Quanah Parker would become famous not just for his resistance to westward expansion, but as an advocate for Indian rights.
The half-breed son of Lone Wanderer (Peta Nocona) and the white woman, Cynthia Ann Parker, he was raised within the Nokoni (Movers) band of the Comanche and later joined the Quahadi (Human Beings). As a young man he first gained prominence by refusing to sign the Medicine Lodge Treaty of 1867. He rose in stature and commanded a combined force of Southern Plains Indians (Comanche, Kiowa, Southern Cheyenne, Arapahoe, and Plains Apache) in the ill-fated attack against the trading post at Adobe Walls in 1873 which led to what became known as the Red River War. And, he would be the last Comanche war chief to surrender.
Though the Comanche were never really defeated in battle, their way of life effectively ended in 1874 with the attack by U.S. forces under the command of Colonel Ranald S. Mackenzie on their stronghold in West Texas at Palo Duro Canyon and the destruction of their horse herd. The execution of their ponies crippled their mobility and ended their mastery of the plains. Combined with the systematic slaughter of their main food source (the buffalo), it convinced them of the futility of further resistance and forced them onto the reservation in order to survive. The last of the once proud Comanche, the Quahadi under Quanah Parker, officially surrendered June 2, 1875.

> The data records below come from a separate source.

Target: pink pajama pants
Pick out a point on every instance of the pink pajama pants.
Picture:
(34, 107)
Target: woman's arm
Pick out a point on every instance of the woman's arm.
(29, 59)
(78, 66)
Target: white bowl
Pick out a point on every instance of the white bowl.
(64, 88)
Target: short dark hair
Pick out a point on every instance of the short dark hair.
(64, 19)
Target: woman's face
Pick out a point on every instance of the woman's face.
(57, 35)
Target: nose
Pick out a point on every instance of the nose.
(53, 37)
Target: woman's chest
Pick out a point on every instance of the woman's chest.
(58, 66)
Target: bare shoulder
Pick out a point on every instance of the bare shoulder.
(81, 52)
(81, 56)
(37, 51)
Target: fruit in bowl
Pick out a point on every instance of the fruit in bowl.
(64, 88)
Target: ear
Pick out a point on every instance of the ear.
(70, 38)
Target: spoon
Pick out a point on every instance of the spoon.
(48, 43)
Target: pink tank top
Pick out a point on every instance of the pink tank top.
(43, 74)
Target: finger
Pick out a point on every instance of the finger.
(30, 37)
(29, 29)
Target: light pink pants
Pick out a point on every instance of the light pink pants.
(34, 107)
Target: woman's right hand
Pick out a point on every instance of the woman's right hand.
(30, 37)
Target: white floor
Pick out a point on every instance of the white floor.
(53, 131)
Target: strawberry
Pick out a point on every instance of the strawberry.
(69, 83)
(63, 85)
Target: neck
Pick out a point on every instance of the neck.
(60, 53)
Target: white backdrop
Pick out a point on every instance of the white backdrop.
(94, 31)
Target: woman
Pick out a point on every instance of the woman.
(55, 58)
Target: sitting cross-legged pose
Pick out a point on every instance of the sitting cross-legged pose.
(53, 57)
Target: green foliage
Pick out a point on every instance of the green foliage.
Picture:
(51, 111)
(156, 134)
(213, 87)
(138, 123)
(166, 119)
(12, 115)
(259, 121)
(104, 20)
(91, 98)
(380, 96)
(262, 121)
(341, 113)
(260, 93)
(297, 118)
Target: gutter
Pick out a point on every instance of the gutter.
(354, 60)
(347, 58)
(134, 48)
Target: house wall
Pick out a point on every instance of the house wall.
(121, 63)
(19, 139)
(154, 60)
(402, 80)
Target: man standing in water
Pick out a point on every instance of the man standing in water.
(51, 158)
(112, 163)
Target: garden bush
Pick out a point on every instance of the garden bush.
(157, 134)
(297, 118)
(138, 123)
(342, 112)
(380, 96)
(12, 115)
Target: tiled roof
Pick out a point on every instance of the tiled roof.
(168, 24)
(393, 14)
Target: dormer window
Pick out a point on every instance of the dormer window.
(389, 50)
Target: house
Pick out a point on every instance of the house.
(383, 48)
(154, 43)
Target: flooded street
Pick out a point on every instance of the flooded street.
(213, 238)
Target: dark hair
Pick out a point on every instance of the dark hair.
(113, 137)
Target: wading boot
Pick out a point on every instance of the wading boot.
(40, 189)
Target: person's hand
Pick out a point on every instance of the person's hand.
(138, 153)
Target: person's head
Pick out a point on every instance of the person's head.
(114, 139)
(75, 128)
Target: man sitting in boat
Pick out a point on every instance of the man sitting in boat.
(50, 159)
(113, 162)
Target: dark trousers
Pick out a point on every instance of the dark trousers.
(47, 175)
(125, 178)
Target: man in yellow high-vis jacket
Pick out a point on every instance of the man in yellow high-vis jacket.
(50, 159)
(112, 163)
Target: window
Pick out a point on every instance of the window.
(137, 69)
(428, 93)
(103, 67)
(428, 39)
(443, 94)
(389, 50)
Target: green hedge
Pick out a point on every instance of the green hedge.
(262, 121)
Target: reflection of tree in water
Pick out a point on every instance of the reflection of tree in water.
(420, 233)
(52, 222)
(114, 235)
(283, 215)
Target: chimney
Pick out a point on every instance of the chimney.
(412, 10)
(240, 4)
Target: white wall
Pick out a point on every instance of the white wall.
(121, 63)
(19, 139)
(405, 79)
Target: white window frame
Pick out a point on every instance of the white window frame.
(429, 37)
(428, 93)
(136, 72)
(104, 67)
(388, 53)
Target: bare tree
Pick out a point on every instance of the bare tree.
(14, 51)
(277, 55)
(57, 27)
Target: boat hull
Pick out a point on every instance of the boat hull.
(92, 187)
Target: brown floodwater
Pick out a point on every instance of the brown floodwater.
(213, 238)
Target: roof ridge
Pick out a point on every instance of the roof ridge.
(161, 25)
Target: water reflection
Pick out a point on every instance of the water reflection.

Quanah Parker , after finally surrendering in 1875, would not be prosecuted or imprisoned and would go on to become an influential historical figure, not for his wartime actions but for the symbolic role he would assume as champion of the Southern Plains Indians. He would oppose privatization of Indian lands, host dignitaries up to and including President Theodore Roosevelt at the home he built in Oklahoma, and exploit his fame by appearing in numerous community and state venues including the State Fair of Texas. – excerpt from Palo Duro.